I must admit, I haven’t been a particularly active ham (in fact, I’ve been completely inactive for a number of years), but I was still pleased to see that the FCC swept aside the Morse Code requirement for all radio amateur licenses on the 12/15.
No doubt a great number of old timers will be moaning and groaning that this represents the end of ham radio. Nothing could be further from the truth. The fact is ham radio has been dying for at least two decades, in nearly direct proportion to the rise in the Internet. It used to be that the apex of electronics experimentation occurred with ham radio, but the combination of cheap compute power, cheap bandwidth, inexpensive part 15 wireless equipment and no barriers to entry have made the Internet the place where most technically minded people choose to learn and play.

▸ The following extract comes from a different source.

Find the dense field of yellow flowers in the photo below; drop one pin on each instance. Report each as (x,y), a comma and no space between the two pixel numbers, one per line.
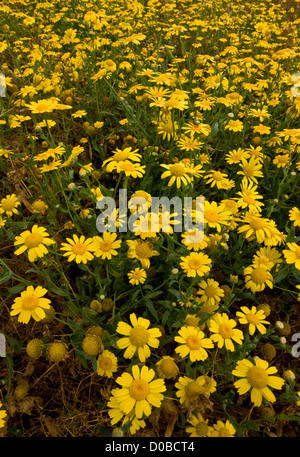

That’s not to say that ham radio has nothing to offer. I’m fascinated by QRP operation, particularly narrow band modes like PSK31, or even old fashioned modes like RTTY and slow scan television, and being able to experiment in the HF bands is certainly a bonus. But Morse code has been a kind of hazing ritual for at least 30 years, long ago having any practical place in ham radio
operation regulation. It will undoubtably continue to be practiced by reasonably large numbers of hams who actually enjoy it, but it is alltogether a very good thing that it is removed as a requirement.